Délicâli

Les questions pièges

Première rédaction le 13 décembre 2020.


Il est de ces questions dont l’expression induit un certain type de réponse. J’ai décidé de les appeler les questions pièges. Prenons-y garde car, même s’il est bon de questionner, les questions peuvent enfermer notre pensée dans des champs de réponses.

Par exemple, où vais-je ? ⇒ La question induit qu’il y a un endroit où je vais. Et si au fond, je n’aimerais pas mieux rester ?

Quel est le but de ma vie ? ⇒ La question induit qu’il existe un but dans la vie (et incite à sa recherche). En outre, il n’y aurait pas de buts multiples, et le but serait immuable au cours de sa vie.

Quel est ton fruit préféré ? ⇒ La question induit qu’il existe un fruit mieux aimé aux autres. Qu’on ne peut pas aimer équitablement plusieurs fruits. Que les fruits pourraient être comparés d’une certaine manière, qu’il existerait un critère transversal à tous les fruits (transversalité elle-même induite par le français qui définit le genre "fruit", un regroupement relativement arbitraire de denrées).

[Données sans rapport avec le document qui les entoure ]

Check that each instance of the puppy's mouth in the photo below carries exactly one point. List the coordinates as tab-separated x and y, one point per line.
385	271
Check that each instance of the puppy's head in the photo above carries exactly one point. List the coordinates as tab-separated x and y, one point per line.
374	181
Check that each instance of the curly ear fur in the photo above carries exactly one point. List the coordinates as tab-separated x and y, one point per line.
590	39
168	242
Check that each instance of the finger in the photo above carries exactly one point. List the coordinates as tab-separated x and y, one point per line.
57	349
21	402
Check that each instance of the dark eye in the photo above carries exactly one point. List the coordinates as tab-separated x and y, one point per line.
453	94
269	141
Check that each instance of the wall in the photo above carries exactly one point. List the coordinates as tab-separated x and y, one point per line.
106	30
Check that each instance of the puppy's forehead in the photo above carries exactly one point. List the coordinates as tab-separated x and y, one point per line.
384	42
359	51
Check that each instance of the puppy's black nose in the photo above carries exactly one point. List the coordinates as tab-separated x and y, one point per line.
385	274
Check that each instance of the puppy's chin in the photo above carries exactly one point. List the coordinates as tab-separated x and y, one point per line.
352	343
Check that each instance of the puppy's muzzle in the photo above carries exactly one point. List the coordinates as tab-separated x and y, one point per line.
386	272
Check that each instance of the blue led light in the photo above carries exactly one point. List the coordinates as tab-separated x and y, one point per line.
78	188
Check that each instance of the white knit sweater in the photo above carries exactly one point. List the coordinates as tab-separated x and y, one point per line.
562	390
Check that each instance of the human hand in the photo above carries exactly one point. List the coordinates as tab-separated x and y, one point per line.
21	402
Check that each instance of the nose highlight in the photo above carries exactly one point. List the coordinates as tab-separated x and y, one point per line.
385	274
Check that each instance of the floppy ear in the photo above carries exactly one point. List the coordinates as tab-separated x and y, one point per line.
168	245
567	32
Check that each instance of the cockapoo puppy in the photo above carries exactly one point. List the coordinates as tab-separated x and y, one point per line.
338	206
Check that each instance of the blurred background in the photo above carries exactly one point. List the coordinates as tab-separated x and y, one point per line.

Plus pernicieuses, les questions en "pourquoi". Pourquoi voyager ? (Ou, en plus dénigrant : Qu’est-ce que tu irais faire à X ?) ⇒ La question induit une réponse en "parce que", elle présuppose l’existence d’un motif rationnel qui préexiste au voyage. Or, bien des questions en "pourquoi" n’ont pas de motif rationnel. Voire pas de motif du tout, alors même qu’on ferait tout pour trouver un motif bouc émissaire. Les questions en "pourquoi" imposent une lecture de la réalité régie par un enchaînement logique de causes et de conséquences, une vision cartésienne qui ne colle que jamais trop à l’humain, par nature contradictoire. Conseil de Kauffmann : gardez-vous de les employer pour questionner l’humain et préférez-leur les questions en "comment en êtes-vous arrivé(e) à".

Plus la question piège est sérieuse, plus les conséquences peuvent être désastreuses pour son propre cheminement intellectuel. Avec les questions pièges, on enferme facilement sa pensée dans une impasse, on s’oblige à trouver une réponse qui n’existe pas ou qui n’est peut-être pas la nôtre. Pensez-y la prochaine fois que vous poserez une question, ou qu’on vous en posera une. Retournez les questions contre elles : questionnez-les. Libérez votre pensée.